Salut, novembre.

Fin novembre et je ne veux plus rien savoir de rien. Le joli luminaire vintage sur le mur à côté de mon loveseat à l’allure vintage éclaire les pages d’un bouquin. De deux bouquins. De trois bouquins. De quatre bouquins. D’un vieil album photos. Fin novembre et je fais honneur à la queue de cheval depuis maintenant vingt-trois jours. On me dit que ça me va bien. J’alterne entre trois bas de pyjamas, enfilés à la seconde même où je mets le pied dans mon petit chez-moi, quand il fut obligation d’en sortir. Fin novembre. Au four un rôti. Sur le feu un potage de céleri. J’ai acheté du Bounce « senteur de lessive propre ». Entre mes murs, ça sent la lessive propre et la cuisine de Ricardo. Curieusement, les odeurs s’allient à merveille, comme s’allient le grilled cheese et le lait au chocolat. Ce soir, je me loverai dans le loveseat et plongerai dans les pages d’une histoire d’amour en écoutant du vieux Radiohead. Fin novembre. Je fais grève d’écrans. J’écris ce texte à l’encre bleue sur un énigmatique carnet aux motifs de robots dont la provenance m’est absolument inconnue. L’encre s’étend à moitié sur ses pages exemptes de ligne, à moitié sur la face extérieure de ma main gauche. Le cellulaire est en mode silencieux, face contre table.
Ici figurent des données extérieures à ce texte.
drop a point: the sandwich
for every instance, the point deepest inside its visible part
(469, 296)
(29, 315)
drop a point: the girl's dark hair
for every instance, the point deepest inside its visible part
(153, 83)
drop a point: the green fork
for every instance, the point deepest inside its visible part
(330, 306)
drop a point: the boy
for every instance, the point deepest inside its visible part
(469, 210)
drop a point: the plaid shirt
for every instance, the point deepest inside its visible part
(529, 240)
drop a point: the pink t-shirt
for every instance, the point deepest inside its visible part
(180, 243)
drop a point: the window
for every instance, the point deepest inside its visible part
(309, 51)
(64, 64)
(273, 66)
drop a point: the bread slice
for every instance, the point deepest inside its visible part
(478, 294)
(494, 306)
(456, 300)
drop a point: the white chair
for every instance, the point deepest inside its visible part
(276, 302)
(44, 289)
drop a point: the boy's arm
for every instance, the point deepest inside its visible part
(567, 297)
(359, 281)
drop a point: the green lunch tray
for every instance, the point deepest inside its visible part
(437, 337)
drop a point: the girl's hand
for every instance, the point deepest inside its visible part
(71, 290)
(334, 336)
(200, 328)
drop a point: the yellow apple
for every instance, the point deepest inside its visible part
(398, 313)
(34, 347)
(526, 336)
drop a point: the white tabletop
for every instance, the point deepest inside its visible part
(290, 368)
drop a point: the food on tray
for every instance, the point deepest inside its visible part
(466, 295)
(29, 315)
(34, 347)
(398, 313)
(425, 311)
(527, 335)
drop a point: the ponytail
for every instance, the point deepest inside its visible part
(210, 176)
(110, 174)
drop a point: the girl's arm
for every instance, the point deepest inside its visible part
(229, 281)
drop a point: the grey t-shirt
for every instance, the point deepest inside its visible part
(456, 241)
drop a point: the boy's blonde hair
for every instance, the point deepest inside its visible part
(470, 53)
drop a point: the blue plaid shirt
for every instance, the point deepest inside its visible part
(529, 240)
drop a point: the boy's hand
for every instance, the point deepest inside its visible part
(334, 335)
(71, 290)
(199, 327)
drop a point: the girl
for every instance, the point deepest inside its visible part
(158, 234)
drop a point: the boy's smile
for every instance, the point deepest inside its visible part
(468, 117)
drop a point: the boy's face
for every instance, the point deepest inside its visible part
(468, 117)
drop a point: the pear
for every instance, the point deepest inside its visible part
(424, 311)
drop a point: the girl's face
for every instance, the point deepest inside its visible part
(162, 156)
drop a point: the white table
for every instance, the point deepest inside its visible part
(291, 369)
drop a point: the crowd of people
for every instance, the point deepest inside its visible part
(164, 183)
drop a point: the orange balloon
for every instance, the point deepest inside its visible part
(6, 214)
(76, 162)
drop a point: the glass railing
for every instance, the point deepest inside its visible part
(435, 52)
Aucun clignotant bleu, aucun clignotant vert, aucune vibration, aucune sonnerie de mauvais goût pour me sortir de mon novembre doux.

Mentir à mes amis pour rester enfermée à regarder le ciel gris tomber.

Traînent sur la table à café du vernis à ongles rouge et un bout de papier avec une liste de cadeaux à offrir. C’est dans trente-deux jours Noël et la nostalgie commence à s’emparer de mon esprit comme s’empare la neige du gros sapin au coin de la rue. Faudrait que quelqu’un l’enguirlande de quelques folies.

Fin novembre. Je ne sors plus. Je dors. Je fais du yoga. Je regarde dormir le chat. Je médite. Je bois de l’eau chaude citronnée. Je fixe un point sur le mur gris. Je me rappelle quelques folles soirées d’été. Je souris. Je m’étourdis. J’ai envie de manger des biscuits.

Novembre comme un bain chaud, un pyjamas de flanelle, un soleil d’août, un spectacle des Grands Ballets. Novembre comme un pique-nique, comme faire du kayak en eau calme, un simple moment d’arrêt. Novembre comme un magret de canard. Une vieille chanson d’Elvis. Une soupe Lipton. Des fraises de l’Île. Novembre comme un sac de popcorn au cinéma. Novembre comme une bonne nouvelle. Novembre réconfort. Novembre comme se faire jouer dans les cheveux.

Peut-être parce que tout le monde le maudit, je me surprend à lui ouvrir les bras. Grand comme ça.

En novembre, il ne devrait y avoir que des dimanches.